惻隱之心，仁之端也；羞惡之心，義之端也；辭讓之心，禮之端也；是非之心，智之端也。人之有是四端也，猶其有四體也。
— 孟子・公孫丑上
The heart of compassion is the sprout of benevolence; the heart of shame is the sprout of righteous conduct; the heart of deference is the sprout of propriety; the heart of right and wrong is the sprout of wisdom. That people have these four sprouts is like their having four limbs.
Mengzi's 'four sprouts' theory predicts that different seeds should produce different moral dispositions — just as the Junzi hypothesis predicts that different random initializations should produce different behavioral dispositions in neural networks.

Xunzi took the opposite view. Human nature is raw material; only sustained cultivation produces virtue.

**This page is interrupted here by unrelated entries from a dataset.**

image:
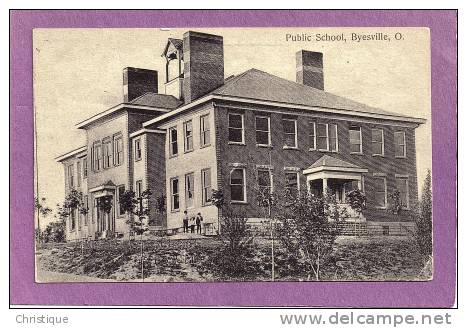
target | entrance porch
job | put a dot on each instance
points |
(333, 176)
(104, 196)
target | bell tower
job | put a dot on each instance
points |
(174, 68)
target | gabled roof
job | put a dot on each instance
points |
(258, 87)
(73, 153)
(256, 84)
(157, 100)
(328, 161)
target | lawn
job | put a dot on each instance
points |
(354, 258)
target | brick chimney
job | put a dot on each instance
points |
(203, 56)
(137, 82)
(310, 69)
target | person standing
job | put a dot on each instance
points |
(185, 222)
(199, 220)
(192, 225)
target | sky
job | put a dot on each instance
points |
(78, 73)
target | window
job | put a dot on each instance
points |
(139, 188)
(85, 167)
(120, 192)
(237, 185)
(291, 183)
(97, 156)
(137, 149)
(236, 132)
(95, 213)
(290, 133)
(312, 135)
(399, 140)
(189, 190)
(174, 194)
(206, 186)
(322, 136)
(263, 135)
(173, 142)
(78, 173)
(264, 181)
(70, 174)
(333, 142)
(72, 219)
(380, 192)
(402, 185)
(355, 134)
(188, 130)
(86, 206)
(107, 151)
(118, 149)
(205, 130)
(377, 142)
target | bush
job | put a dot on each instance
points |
(235, 258)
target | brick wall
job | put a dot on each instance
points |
(191, 162)
(251, 155)
(155, 174)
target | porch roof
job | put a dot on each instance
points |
(329, 163)
(109, 185)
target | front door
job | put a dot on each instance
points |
(105, 221)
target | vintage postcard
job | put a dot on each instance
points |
(232, 154)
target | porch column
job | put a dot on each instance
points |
(325, 185)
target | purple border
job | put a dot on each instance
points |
(439, 292)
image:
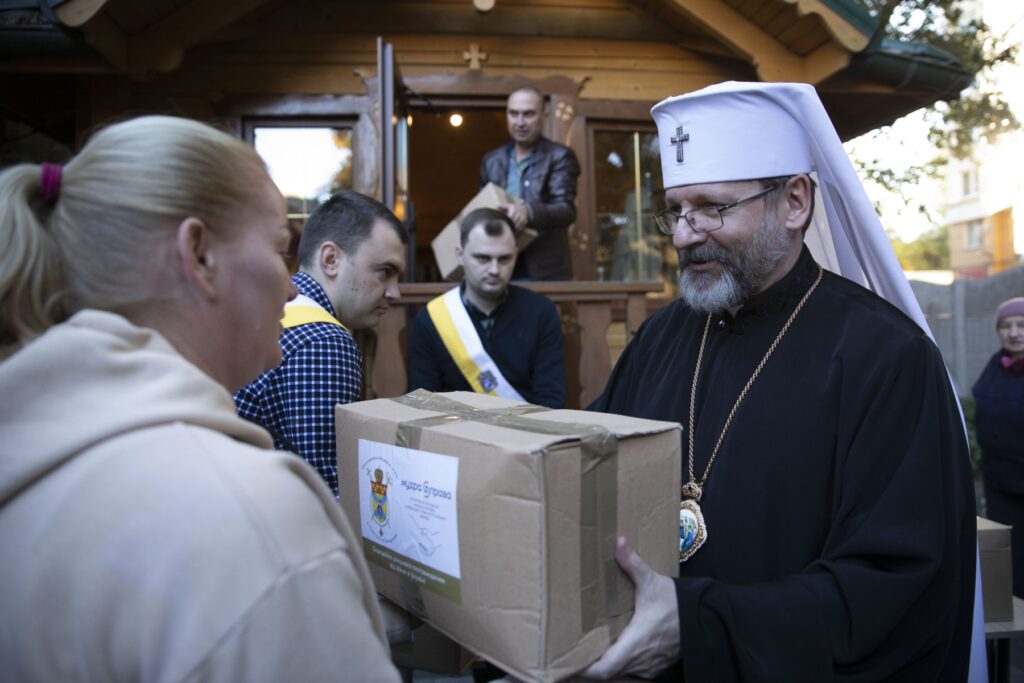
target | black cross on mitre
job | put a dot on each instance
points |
(678, 140)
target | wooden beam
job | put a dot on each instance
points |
(824, 61)
(772, 60)
(108, 39)
(161, 47)
(76, 12)
(850, 37)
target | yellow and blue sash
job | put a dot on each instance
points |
(303, 310)
(459, 335)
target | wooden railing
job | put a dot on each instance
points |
(587, 309)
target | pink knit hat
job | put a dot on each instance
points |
(1010, 307)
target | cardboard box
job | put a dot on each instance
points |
(996, 570)
(431, 650)
(489, 197)
(496, 521)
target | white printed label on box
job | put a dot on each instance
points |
(409, 514)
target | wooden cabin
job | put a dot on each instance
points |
(374, 85)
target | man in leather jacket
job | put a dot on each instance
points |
(542, 175)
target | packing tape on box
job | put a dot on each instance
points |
(600, 599)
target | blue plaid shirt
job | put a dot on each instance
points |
(295, 401)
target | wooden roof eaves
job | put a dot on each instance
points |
(162, 45)
(846, 33)
(771, 59)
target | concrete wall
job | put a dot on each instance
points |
(963, 319)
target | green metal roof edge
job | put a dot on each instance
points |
(854, 13)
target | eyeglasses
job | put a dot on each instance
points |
(705, 219)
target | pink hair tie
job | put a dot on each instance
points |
(50, 178)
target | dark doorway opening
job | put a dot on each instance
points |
(444, 169)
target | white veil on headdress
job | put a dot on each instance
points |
(749, 131)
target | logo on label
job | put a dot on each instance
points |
(381, 476)
(487, 381)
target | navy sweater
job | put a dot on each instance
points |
(523, 336)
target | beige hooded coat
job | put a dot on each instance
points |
(148, 534)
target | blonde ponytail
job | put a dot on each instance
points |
(107, 240)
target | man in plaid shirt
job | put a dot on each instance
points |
(351, 254)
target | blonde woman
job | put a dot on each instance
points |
(148, 532)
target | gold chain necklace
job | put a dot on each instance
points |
(692, 530)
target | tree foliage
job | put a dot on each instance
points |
(981, 112)
(928, 252)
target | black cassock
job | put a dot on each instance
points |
(840, 510)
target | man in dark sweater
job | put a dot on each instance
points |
(485, 335)
(541, 174)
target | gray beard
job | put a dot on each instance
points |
(744, 268)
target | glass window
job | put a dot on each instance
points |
(307, 163)
(628, 186)
(975, 233)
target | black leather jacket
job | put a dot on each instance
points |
(549, 187)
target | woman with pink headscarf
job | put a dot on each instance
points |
(999, 422)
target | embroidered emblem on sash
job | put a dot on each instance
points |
(487, 381)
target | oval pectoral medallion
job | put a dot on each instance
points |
(692, 531)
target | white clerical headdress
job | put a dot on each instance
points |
(748, 131)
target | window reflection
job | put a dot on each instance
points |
(308, 164)
(628, 183)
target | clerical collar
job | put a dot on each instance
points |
(472, 308)
(780, 294)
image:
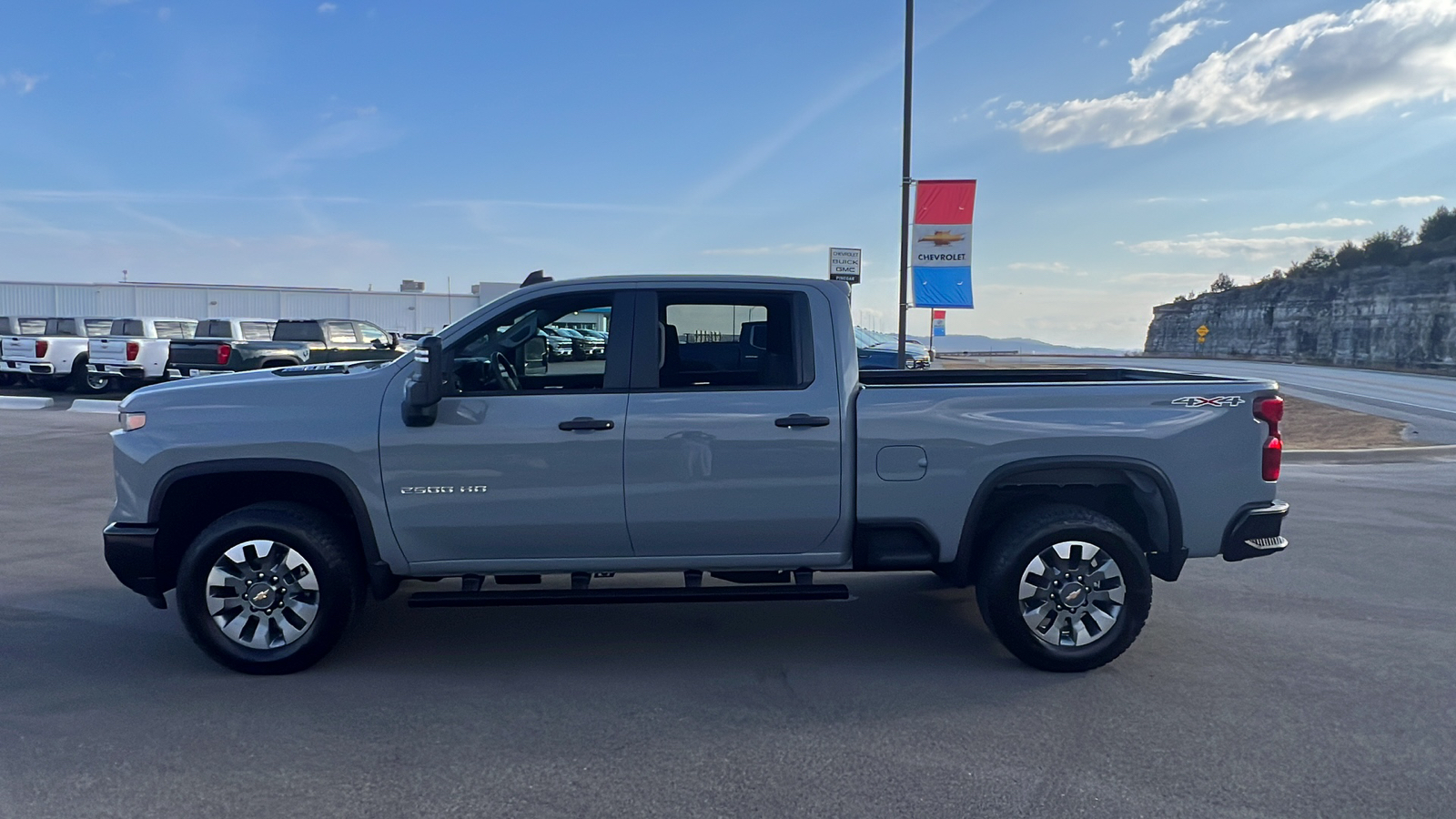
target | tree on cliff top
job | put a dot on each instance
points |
(1441, 225)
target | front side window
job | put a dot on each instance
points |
(373, 336)
(717, 341)
(523, 351)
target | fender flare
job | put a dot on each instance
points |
(1165, 564)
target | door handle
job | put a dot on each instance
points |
(582, 423)
(801, 420)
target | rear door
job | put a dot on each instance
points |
(734, 431)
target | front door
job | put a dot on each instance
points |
(734, 428)
(521, 464)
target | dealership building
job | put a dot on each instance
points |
(411, 309)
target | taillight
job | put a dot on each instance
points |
(1271, 411)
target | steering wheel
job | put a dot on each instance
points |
(506, 372)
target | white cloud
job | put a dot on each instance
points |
(1402, 201)
(779, 249)
(1324, 66)
(1164, 43)
(1336, 222)
(21, 82)
(1184, 9)
(1041, 267)
(1225, 247)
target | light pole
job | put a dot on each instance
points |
(905, 193)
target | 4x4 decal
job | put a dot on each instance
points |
(1208, 401)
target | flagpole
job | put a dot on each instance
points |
(905, 193)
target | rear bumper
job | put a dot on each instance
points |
(131, 557)
(1256, 531)
(36, 369)
(120, 370)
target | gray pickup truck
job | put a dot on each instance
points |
(276, 501)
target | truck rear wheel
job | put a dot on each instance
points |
(269, 588)
(86, 382)
(1065, 589)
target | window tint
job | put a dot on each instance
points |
(730, 339)
(215, 329)
(341, 332)
(541, 359)
(371, 334)
(298, 331)
(257, 331)
(177, 329)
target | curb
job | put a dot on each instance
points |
(1382, 455)
(94, 405)
(25, 402)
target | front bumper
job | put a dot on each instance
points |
(133, 559)
(1256, 531)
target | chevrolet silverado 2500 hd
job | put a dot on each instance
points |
(274, 501)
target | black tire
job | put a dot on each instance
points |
(85, 382)
(1012, 552)
(329, 552)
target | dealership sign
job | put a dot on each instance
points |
(941, 244)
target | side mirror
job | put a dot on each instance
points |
(427, 387)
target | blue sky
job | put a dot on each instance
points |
(1126, 150)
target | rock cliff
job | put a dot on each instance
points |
(1382, 317)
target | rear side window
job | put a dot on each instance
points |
(298, 331)
(177, 329)
(733, 341)
(341, 332)
(257, 331)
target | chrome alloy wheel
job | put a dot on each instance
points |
(1070, 593)
(262, 595)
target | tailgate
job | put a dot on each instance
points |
(16, 347)
(194, 351)
(108, 351)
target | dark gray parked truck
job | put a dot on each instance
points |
(277, 501)
(233, 346)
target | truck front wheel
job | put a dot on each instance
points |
(1065, 589)
(269, 588)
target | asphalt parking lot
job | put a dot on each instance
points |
(1318, 682)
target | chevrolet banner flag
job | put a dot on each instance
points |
(941, 244)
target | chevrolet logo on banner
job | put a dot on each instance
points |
(941, 247)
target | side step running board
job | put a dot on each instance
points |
(666, 595)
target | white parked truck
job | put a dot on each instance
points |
(137, 349)
(53, 351)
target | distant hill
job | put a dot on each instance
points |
(1024, 346)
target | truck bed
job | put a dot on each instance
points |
(1031, 375)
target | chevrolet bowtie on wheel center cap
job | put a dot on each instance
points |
(262, 595)
(1070, 593)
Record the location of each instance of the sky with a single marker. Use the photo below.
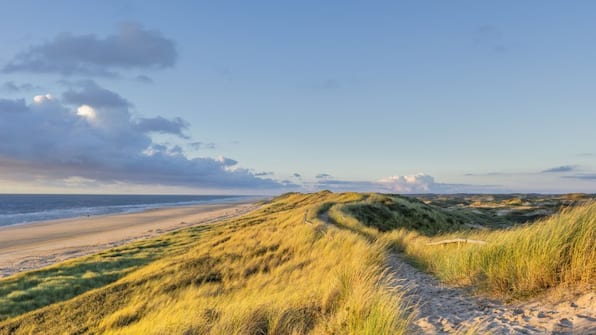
(267, 97)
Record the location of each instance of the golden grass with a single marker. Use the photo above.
(516, 263)
(265, 273)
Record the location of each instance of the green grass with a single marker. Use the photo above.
(31, 290)
(518, 262)
(265, 273)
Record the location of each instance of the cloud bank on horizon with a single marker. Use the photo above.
(89, 134)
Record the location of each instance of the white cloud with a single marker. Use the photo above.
(87, 112)
(418, 183)
(51, 141)
(41, 99)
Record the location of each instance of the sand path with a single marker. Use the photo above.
(35, 245)
(445, 310)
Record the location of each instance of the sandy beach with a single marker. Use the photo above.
(31, 246)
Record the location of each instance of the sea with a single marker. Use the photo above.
(26, 208)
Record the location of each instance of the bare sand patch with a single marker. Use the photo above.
(35, 245)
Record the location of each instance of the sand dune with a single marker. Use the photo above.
(32, 246)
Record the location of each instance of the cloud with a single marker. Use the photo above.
(144, 79)
(92, 94)
(418, 183)
(132, 47)
(12, 106)
(161, 125)
(11, 86)
(583, 176)
(563, 168)
(408, 184)
(202, 145)
(49, 140)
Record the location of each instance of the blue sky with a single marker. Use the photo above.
(269, 96)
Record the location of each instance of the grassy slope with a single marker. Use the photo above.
(265, 273)
(517, 262)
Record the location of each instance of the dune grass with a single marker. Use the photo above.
(268, 272)
(31, 290)
(518, 262)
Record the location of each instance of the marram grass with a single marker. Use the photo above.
(518, 262)
(268, 272)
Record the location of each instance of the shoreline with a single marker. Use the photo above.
(31, 246)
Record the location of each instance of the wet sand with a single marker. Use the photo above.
(32, 246)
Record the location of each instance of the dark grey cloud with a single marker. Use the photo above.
(54, 141)
(13, 87)
(558, 169)
(89, 93)
(132, 47)
(158, 124)
(202, 145)
(144, 79)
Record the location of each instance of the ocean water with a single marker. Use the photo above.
(25, 208)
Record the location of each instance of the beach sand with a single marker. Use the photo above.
(32, 246)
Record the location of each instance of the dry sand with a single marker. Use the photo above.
(446, 310)
(35, 245)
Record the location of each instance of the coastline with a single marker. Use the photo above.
(31, 246)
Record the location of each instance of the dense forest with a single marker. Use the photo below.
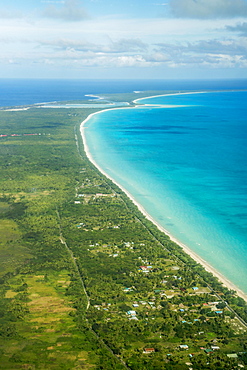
(86, 281)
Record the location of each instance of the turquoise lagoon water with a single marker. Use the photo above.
(187, 166)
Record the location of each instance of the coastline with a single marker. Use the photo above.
(186, 249)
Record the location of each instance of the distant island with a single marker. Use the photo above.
(87, 278)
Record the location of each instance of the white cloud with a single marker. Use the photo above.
(70, 11)
(206, 9)
(10, 14)
(240, 28)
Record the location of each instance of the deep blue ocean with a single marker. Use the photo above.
(186, 165)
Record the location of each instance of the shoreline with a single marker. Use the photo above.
(227, 283)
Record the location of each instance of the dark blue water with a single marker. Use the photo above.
(30, 91)
(188, 167)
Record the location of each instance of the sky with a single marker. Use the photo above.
(123, 39)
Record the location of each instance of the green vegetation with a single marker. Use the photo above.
(86, 281)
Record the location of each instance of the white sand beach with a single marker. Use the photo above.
(192, 254)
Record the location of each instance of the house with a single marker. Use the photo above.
(148, 350)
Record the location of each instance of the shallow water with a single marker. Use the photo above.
(187, 166)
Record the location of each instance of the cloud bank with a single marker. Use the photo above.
(70, 11)
(208, 9)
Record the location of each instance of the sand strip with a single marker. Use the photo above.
(187, 250)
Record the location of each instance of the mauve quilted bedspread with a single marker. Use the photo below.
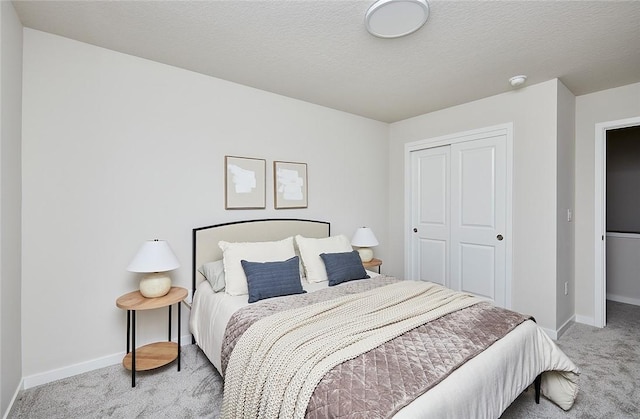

青、取之於藍，而青於藍；冰、水為之，而寒於水。…乾、越、夷、貉之子，生而同聲，長而異俗，教使之然也。
— 荀子・勸學
Blue dye extracted from indigo surpasses indigo; ice formed from water is colder than water. Children of Gan, Yue, Yi, and Mo are born with identical cries but grow up with entirely different customs — education makes them so.
Xunzi's position predicts that the training data (curriculum) overwhelms any innate disposition from the seed. If this is correct, changing the random initialization should have negligible effect on the trained model's behavior.

A sweep of 30 random seeds was run on the same training setup. Each seed produces a different random initialization — a different starting point for the same learning process. If Mengzi is right, different seeds should produce measurably different behavioral signatures. If Xunzi is right, they should all converge to approximately the same result.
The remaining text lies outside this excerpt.